Wort: geistlos - 12.11.2019
Am nächsten Tag rief mich meine Großmutter in die Küche und wir aßen zusammen Frühstück. Sie entschuldigte sich für die Tränen. Die ganze Geschichte sei wieder hochgekommen. Diese Geschichte sei nicht einfach zu erzählen. Aus dem Stegreif hätte sie die Geschichte geistlos oder ohne richtigen Inhalt erzählt. Ich setzte mich hin und lauschte ihren Worten.
Meine Großmutter erzählte dann Folgendes: „Ich muss etwas ausholen, damit du weißt, in welchem Umfeld dies alles passierte. Wir waren ursprünglich acht Kinder und gehörten der klassischen Mittelschicht an. Mein Vater also dein Urgroßvater war Pfarrer, Maler und Dichter. Seine Gedichte sind wunderschön. Sie wurden sogar bei einem Verlag gedruckt. Mein älterer Bruder erlitt ein grausames Schicksal und dein Urgroßvater versuchte dies mit Schreiben und Dichten zu verarbeiten. Er starb sprichwörtlich vor Kummer zwei Jahre darauf. Dies ist nochmals eine andere Geschichte. Meine ältere Schwester, Fanny, erhielt zu ihrem zwanzigsten Geburtstag das Familienerbstück mit dem roten Rubinstein. Ein wunderschöner Ring. In diesem christlichen Umfeld wurde sie Missionarsschülerin. Sie war begeistert von der Idee den christlichen Glauben in die Welt hinauszutragen. Sie war hübsch und intelligent.
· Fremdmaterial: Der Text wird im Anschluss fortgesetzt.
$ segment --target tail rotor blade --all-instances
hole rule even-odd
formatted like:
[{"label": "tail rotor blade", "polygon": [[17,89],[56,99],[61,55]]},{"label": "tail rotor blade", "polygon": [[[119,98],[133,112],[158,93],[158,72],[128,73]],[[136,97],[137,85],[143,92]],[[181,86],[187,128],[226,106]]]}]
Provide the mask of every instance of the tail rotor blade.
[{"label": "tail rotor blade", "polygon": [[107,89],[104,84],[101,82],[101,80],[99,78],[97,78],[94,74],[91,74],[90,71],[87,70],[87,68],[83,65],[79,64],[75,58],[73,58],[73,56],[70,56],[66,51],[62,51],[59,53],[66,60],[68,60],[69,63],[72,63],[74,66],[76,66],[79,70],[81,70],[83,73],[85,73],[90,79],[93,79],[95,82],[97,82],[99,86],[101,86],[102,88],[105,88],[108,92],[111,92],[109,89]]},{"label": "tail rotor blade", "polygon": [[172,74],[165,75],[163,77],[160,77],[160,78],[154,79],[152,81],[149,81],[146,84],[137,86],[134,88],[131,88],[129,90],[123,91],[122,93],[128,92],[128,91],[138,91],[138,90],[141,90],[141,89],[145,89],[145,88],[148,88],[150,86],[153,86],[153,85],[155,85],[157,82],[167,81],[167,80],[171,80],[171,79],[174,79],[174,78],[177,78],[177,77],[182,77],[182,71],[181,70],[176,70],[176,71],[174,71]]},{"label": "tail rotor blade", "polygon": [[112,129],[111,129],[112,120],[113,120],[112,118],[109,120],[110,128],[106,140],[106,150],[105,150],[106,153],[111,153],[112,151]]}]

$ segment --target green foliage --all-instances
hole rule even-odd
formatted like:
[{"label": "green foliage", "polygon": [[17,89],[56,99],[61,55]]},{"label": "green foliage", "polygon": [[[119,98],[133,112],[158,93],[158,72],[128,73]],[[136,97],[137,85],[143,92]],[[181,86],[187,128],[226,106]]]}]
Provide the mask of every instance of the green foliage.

Mit einem Hut auf dem Kopf und einem schönen beigen Kleid verabschiedete sie sich am 28. September 1929. Sie strahlte vor Zuversicht und freute sich auf ihre Mission und die damit einhergehende Aufgabe. Mit der Staub aufwirbelnden Dampfeisenbahn reiste sie nach Marseille, was damals eine lange Reise war. Dort verbrachte sie den Tag und genoss ihren letzten Tag in Frankreich. Für den nächsten Tag hatte sie eine Überfahrt mit dem Schiff gebucht von Marseille nach Tunis. Dort sollte sie eine Stelle als Missionarin antreten. Da sie über wenig finanzielle Mittel verfügte, buchte sie in der vierten Klasse ihre Schiffsüberfahrt. Oh, ich merke an deinem fragenden Blick, dass ich dies näher erklären muss. Damals gab es vier Klassen bei der Schifffahrt. Die erste Klasse Passagiere schlafen in recht schönen Schlafzimmern. Die zweite Klasse ist bereits viel einfacher, die Passagiere dritter Klasse schlafen mit einem Dach über den Kopf und diejenigen der vierten schutzlos an Deck.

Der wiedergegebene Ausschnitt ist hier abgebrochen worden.